After Hours (InterMix)(3)



Dennis and I had spoken a few times already. I’d gone through the interview process at an affiliated hospital back home, recruited via a job fair. Dennis had been present, if only as a kind voice coming through a conference line. He was a veteran nurse himself, turned shift manager and administrator, and he’d been working at Larkhaven for fifteen years, most of them on the locked ward, the unit reserved for the most dangerous patients. What shocking things had he seen in all that time? What shocks were in store for me? My invisible corset gave a mean squeeze.

“So we’re standing in the most important room in the building,” Dennis said, swiveling, gesturing with outstretched arms. “The coffee room. Some argue the smoking patio is more important, but to be fair, it’s not technically a room. Do you smoke?”

I shook my head.

“Give it a week,” he teased, but the joke was playful, not cynical. “Actually where we are now is called the sign-in room. Everyone comes in, writes their name in the appropriate slot so we know what their duty is for the day. You’ll be signing in as a general LPN, so easy-peasy, everyone will know to find you in the usual places throughout your shift. But our orderlies, for example, might sign in for general duties or be assigned for close obs on a difficult patient, so everyone will see they’re busy with a specific resident.”

He grabbed a dry-erase marker for me, and tapped the whiteboard. I printed my first name carefully in a free slot in the nurses’ section, and my in and out times, the same number for both columns—seven to seven. Dennis told me to write nurse shadow in the duties column, so I did, picturing myself as a mysterious Batman-like figure in a dark gray catsuit, black cape, stethoscope glinting in the moonlight. Nurse Shadow. A useful vision, lending me the illusion of unflagging competence until the day I’d feel it for real.

Dennis led me next to a storage room, eyeballed me and said, “Definitely a small.” He slid a bin from a shelf and handed me a set of butter yellow scrubs.

“The women’s lockers are through there,” he said, pointing to a door. “There’s a hamper for the dirties, and you can grab a fresh set from in here each morning. Yellow for the nurses and techs, green for the orderlies, blue for senior staff and managerial scum like me. Plus the classic white coats for the doctors and therapists. The residents in this ward wear gray. The residents in other programs are allowed to wear their own clothes, but at Starling we keep a dress code. Some say it’s depressing, makes it feel like a prison. But our patients do best when things are predictable—egalitarian, if you will—and we’ve found the uniforms help.”

“Right.”

“Bring your own lock if you’ve got valuables, but don’t worry if you don’t have one today. We’re all too tired to steal much of anything.”

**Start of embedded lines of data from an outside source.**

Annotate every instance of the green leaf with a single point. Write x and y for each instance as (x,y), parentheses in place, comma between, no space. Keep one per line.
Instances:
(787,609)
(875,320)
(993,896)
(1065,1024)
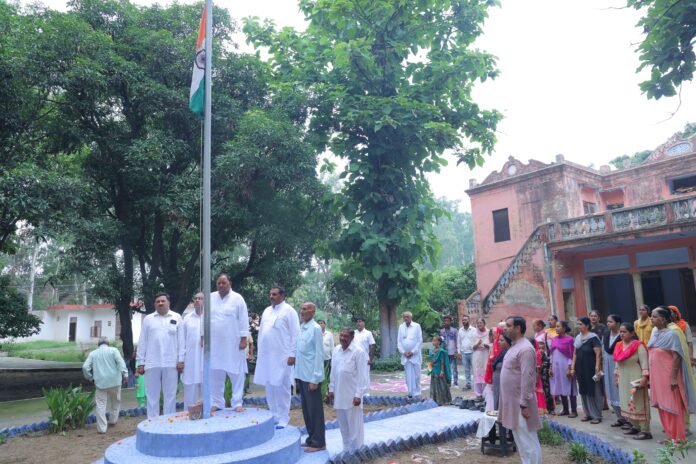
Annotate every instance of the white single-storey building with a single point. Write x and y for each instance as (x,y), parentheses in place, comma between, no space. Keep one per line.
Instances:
(80,323)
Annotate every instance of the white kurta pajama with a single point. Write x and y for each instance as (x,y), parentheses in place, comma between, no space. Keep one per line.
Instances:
(410,338)
(348,380)
(278,332)
(158,351)
(190,340)
(364,340)
(229,322)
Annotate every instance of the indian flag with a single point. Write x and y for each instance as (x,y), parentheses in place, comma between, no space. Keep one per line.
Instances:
(197,95)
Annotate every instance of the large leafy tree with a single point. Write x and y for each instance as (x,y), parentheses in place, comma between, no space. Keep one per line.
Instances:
(118,77)
(15,319)
(668,47)
(391,87)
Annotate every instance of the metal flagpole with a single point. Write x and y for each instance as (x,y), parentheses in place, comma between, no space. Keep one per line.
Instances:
(205,232)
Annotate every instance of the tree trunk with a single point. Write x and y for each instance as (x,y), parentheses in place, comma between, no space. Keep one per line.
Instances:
(32,276)
(388,329)
(124,313)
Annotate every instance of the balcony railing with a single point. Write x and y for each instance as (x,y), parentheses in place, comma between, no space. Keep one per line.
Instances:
(626,219)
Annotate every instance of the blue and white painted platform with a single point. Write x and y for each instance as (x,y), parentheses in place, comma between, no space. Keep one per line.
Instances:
(228,437)
(430,424)
(250,437)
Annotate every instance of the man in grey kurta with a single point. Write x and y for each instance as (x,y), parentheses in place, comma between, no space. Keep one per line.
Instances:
(518,410)
(105,366)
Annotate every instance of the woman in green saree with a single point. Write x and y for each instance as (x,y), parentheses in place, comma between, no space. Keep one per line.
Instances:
(440,373)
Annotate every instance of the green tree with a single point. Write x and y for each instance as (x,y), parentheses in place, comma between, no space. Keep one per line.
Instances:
(668,47)
(447,286)
(390,90)
(119,78)
(15,319)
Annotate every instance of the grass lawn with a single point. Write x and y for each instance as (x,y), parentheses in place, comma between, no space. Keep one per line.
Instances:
(35,345)
(49,351)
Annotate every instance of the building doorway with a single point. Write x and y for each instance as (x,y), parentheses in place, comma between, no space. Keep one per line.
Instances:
(613,294)
(72,331)
(671,287)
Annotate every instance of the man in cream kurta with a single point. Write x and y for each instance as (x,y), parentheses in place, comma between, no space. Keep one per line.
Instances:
(518,410)
(190,340)
(348,384)
(158,353)
(410,339)
(278,332)
(229,329)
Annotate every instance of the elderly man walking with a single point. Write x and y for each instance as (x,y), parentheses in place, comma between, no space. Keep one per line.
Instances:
(277,348)
(107,369)
(347,386)
(190,340)
(158,352)
(309,374)
(410,339)
(518,405)
(229,329)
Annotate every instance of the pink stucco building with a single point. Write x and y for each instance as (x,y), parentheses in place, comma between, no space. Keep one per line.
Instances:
(564,238)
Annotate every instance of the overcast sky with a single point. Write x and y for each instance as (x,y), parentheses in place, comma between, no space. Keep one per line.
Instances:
(568,83)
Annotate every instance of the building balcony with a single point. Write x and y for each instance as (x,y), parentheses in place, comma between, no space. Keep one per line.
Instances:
(666,213)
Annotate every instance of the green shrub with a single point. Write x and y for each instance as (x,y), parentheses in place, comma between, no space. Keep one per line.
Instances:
(35,345)
(391,364)
(578,453)
(674,451)
(548,436)
(69,407)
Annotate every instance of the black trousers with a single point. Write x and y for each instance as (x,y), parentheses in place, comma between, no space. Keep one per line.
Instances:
(313,413)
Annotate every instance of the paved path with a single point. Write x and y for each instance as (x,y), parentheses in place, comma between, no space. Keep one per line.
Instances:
(7,362)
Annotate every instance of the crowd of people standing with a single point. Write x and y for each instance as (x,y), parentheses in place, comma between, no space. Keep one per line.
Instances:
(620,366)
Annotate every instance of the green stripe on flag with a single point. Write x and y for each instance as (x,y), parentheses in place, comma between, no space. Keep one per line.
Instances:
(197,102)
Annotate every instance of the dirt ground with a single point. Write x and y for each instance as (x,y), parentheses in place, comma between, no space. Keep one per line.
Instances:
(86,445)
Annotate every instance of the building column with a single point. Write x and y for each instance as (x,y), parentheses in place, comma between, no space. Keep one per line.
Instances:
(588,298)
(638,290)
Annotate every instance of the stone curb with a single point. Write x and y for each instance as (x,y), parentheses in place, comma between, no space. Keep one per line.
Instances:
(594,445)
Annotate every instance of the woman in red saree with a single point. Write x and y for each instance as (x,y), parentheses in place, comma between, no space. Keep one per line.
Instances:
(671,391)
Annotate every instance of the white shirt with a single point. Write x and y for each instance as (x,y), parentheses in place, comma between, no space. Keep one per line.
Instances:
(158,342)
(190,339)
(229,322)
(328,345)
(364,340)
(278,332)
(349,375)
(466,339)
(410,338)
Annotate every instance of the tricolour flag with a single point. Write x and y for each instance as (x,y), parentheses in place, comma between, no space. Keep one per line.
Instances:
(197,95)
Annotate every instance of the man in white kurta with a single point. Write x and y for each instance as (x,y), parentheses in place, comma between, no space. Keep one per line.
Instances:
(190,340)
(277,344)
(348,384)
(410,339)
(229,329)
(158,353)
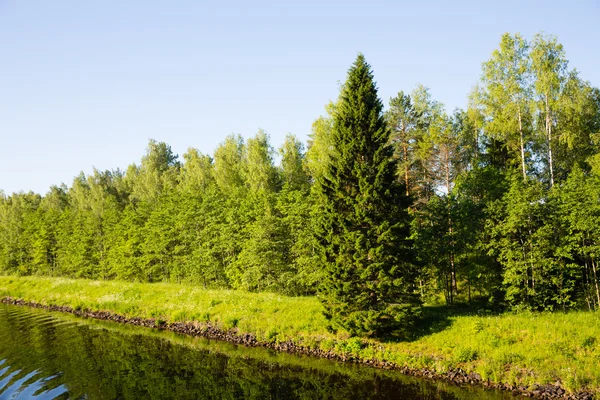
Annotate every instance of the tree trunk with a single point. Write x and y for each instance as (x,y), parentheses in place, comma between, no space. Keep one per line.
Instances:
(522,145)
(596,281)
(549,137)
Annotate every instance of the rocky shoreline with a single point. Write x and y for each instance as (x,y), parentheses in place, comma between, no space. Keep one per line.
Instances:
(455,376)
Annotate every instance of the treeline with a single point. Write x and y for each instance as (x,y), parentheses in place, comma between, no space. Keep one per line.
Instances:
(504,199)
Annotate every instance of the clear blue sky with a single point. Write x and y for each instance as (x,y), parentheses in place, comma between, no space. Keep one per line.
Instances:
(85,84)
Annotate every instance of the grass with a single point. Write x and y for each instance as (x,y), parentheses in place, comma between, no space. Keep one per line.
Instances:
(520,349)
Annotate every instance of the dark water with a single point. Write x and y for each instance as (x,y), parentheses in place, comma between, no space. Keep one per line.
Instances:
(49,355)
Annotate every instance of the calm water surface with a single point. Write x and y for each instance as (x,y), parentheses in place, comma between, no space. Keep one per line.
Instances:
(47,355)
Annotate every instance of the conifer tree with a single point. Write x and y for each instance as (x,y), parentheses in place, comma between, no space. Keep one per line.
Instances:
(364,226)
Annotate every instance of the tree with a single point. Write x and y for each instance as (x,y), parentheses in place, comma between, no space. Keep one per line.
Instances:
(368,285)
(549,66)
(507,95)
(401,118)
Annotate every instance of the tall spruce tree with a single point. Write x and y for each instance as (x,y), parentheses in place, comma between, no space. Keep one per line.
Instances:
(364,225)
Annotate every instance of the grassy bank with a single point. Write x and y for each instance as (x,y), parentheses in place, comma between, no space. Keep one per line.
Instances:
(520,349)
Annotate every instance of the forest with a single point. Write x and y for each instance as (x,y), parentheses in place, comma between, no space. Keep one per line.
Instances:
(497,204)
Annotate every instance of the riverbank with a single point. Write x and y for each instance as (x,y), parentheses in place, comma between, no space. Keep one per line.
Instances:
(548,355)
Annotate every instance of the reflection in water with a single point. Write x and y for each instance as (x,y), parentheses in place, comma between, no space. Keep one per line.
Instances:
(47,355)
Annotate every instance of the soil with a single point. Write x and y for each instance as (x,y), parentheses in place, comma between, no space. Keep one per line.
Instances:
(207,330)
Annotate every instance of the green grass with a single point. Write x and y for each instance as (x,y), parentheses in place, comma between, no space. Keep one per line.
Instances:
(523,349)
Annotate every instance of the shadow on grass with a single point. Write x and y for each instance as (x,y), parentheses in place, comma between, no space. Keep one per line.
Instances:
(437,318)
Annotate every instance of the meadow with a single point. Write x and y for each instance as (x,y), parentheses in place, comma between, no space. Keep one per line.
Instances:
(512,348)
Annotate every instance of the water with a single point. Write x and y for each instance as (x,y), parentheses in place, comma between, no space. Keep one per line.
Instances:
(47,355)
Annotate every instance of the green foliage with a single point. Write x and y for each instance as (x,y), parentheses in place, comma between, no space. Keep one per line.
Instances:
(363,226)
(494,206)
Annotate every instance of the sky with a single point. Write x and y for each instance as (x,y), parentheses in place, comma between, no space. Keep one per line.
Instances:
(86,84)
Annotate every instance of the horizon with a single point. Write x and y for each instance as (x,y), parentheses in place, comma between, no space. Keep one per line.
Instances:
(87,86)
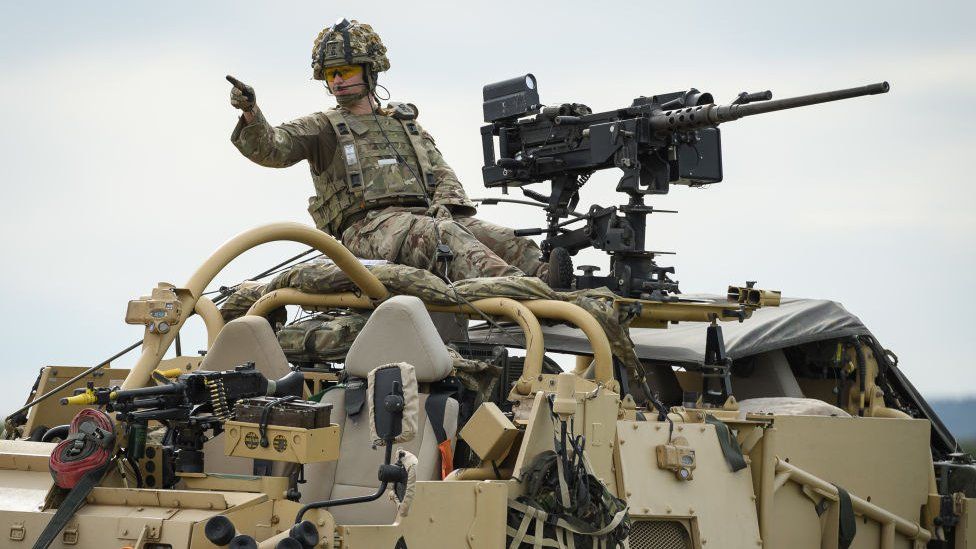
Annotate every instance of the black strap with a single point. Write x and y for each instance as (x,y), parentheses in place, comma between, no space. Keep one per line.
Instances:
(847,524)
(355,396)
(730,446)
(436,408)
(74,501)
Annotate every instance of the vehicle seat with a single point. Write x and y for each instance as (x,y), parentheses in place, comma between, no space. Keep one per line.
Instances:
(789,406)
(770,377)
(246,339)
(400,330)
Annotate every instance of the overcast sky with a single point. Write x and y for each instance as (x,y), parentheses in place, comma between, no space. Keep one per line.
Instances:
(118,172)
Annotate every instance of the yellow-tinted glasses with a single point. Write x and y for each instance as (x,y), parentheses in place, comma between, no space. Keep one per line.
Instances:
(345,71)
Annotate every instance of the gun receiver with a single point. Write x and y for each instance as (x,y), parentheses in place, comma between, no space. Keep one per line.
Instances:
(657,141)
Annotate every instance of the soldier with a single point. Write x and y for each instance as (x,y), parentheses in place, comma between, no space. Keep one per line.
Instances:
(381,185)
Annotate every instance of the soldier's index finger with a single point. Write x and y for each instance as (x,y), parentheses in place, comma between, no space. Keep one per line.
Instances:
(237,83)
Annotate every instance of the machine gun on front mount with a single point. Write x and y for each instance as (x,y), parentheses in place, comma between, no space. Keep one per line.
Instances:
(189,407)
(657,141)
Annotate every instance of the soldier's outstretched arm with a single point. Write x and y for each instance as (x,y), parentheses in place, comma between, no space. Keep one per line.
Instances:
(274,147)
(306,138)
(448,191)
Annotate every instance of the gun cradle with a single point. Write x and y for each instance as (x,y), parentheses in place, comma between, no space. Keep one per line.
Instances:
(291,444)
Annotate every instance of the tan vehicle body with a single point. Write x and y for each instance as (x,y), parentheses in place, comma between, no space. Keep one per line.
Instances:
(786,497)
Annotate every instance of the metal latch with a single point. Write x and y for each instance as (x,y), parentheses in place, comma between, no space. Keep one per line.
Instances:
(70,536)
(17,531)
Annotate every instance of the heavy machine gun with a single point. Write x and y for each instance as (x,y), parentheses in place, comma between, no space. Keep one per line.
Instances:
(189,407)
(657,141)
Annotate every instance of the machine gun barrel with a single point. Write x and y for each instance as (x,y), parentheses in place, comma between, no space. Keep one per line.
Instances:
(702,116)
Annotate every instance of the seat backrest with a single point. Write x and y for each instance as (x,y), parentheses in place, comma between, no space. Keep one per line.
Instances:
(400,330)
(770,377)
(246,339)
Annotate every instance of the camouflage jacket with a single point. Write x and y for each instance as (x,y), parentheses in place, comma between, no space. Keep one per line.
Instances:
(356,167)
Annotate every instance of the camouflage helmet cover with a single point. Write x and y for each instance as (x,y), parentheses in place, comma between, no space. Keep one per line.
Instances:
(348,43)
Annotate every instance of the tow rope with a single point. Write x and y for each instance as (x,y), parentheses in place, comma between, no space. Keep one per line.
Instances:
(78,464)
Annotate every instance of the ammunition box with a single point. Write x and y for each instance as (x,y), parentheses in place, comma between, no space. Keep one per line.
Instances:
(489,433)
(298,413)
(291,444)
(677,457)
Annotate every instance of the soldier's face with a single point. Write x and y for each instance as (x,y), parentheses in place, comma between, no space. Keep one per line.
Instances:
(345,80)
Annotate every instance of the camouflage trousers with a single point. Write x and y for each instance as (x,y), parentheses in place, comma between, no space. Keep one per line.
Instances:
(408,237)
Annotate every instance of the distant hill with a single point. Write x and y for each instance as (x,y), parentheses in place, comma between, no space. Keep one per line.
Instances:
(959,415)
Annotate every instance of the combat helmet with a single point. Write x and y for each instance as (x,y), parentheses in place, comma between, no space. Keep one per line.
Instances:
(349,43)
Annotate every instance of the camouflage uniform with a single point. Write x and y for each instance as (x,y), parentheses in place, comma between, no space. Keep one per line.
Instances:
(368,196)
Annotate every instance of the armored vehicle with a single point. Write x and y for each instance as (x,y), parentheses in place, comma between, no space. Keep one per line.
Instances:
(403,411)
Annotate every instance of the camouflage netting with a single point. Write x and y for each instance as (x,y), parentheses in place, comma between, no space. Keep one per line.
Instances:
(329,336)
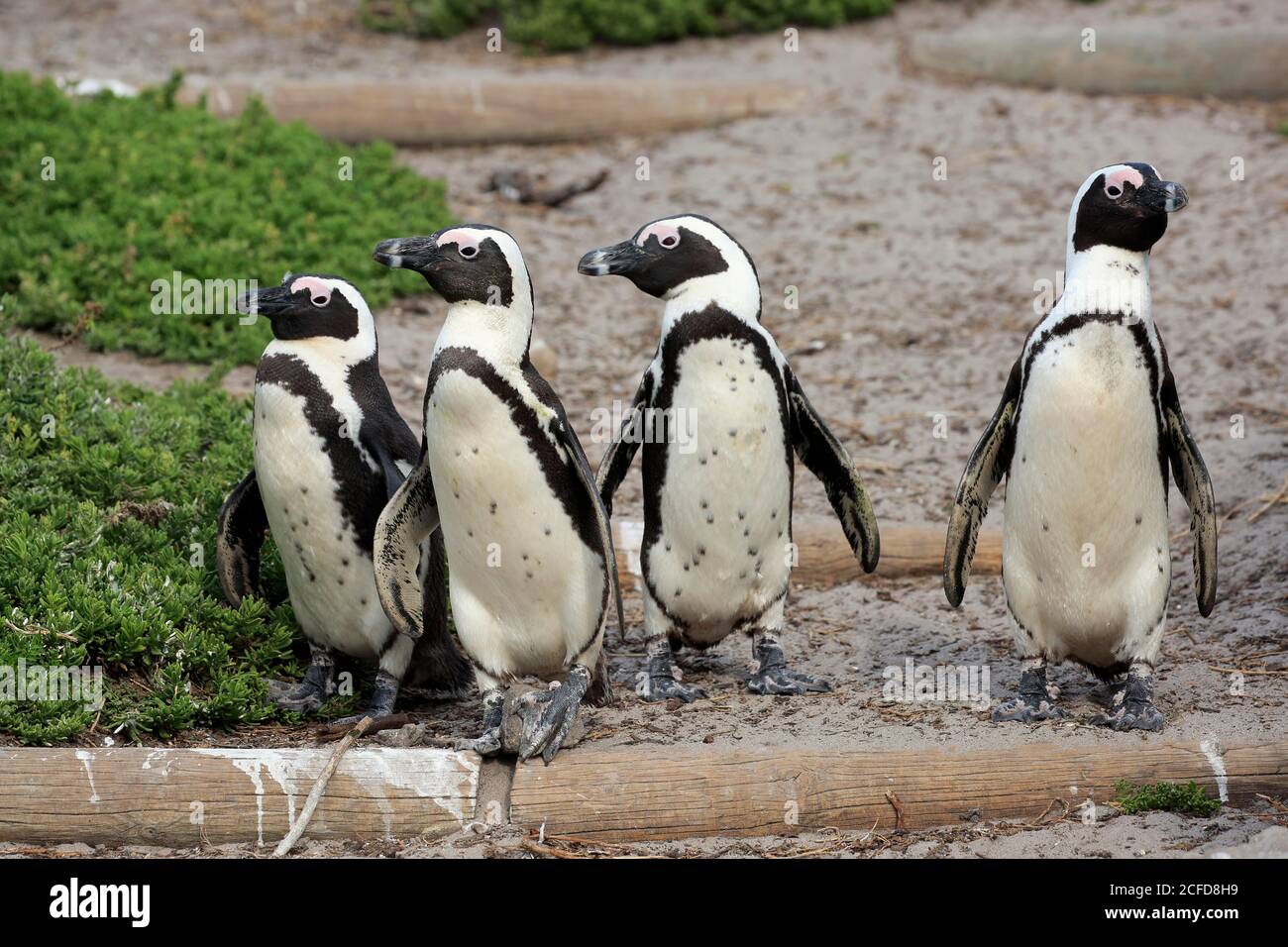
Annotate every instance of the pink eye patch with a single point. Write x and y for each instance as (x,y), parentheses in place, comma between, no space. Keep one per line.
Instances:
(318,291)
(1115,182)
(668,235)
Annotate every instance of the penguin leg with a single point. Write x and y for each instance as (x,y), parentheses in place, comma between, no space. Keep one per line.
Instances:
(488,744)
(771,674)
(1134,702)
(549,729)
(310,693)
(393,665)
(662,680)
(1034,701)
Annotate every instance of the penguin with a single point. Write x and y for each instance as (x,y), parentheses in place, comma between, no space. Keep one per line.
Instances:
(330,450)
(532,571)
(720,415)
(1083,434)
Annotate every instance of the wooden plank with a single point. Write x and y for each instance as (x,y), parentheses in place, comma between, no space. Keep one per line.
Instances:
(824,557)
(183,796)
(472,110)
(673,792)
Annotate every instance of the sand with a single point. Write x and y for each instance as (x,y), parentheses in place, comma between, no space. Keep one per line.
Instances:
(914,298)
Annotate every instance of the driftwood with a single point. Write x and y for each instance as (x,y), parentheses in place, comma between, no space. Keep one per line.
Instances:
(488,111)
(675,792)
(824,557)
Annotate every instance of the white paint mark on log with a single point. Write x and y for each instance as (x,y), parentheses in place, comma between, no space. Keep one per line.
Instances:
(86,759)
(1212,750)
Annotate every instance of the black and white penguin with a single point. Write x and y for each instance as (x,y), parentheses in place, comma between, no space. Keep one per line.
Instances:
(1087,424)
(720,414)
(330,450)
(532,574)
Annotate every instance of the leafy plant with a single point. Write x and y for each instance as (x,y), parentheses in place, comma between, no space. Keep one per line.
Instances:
(1166,796)
(107,195)
(570,25)
(108,497)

I didn’t own anything of value. My cell phone was six years old, practically a brick, and I hadn’t worn any jewelry. If anyone swiped my car keys, they’d wind up driving off in a ’93 Ford Tempo, more orange than teal these days from the rust. The thing had been cranky since I’d inherited it from my uncle in my junior year of high school, and the only force holding it together now was a kind of willful, joyless, made-in-Michigan pride. The thief was welcome to it.

I changed quickly and met Dennis back in the hall.

“Every morning at ten to seven we have a hand-off meeting in the lounge,” Dennis said as he led me into a stairwell with another swipe of his keycard. We hiked up two flights, then banged a left down an echoing corridor. “The overnight staff catch the day crew up with anything that’s gone on. Ditto in the evenings. Bit old-school, but that’s kind of the Larkhaven way, you’ll find. Usually takes five minutes or less. Then at seven we start waking the residents.”

With a combination of a swipe and deft punching at a keypad, Dennis preceded me into a more welcoming hallway, lined on one side with tall windows, weak morning sun glinting off its clean linoleum floor. Another swipe and code and we were inside a nurses’ station, with a counter and a wired glass window for handing out meds, lots of shelves arranged tidily with boxes and equipment, a scrub sink, and a half-dozen filing cabinets.

The station looked onto a plain room with beige couches and chairs, two big windows; a high-ceilinged space lit equally with overhead bulbs and sunshine, as square and adequate and inoffensive as a Saltine.

There was a patient dressed in the requisite gray in the lounge, leaning a hip on the deep windowsill with his large arms crossed over his equally large chest. He stared over his shoulder into the yard beyond the glass, a placid expression suggesting he hadn’t noticed the cage of white bars marring his view. His head was shaved to brown stubble, and even from twenty feet away I could make out the scar running from beneath his ear down his neck. More an inmate than a patient, he seemed to me, fresh from a brawl in the exercise yard. I eyed the glass of the nurses’ station window, suddenly doubting its un-shatterability. Jesus, what on earth have I signed up for?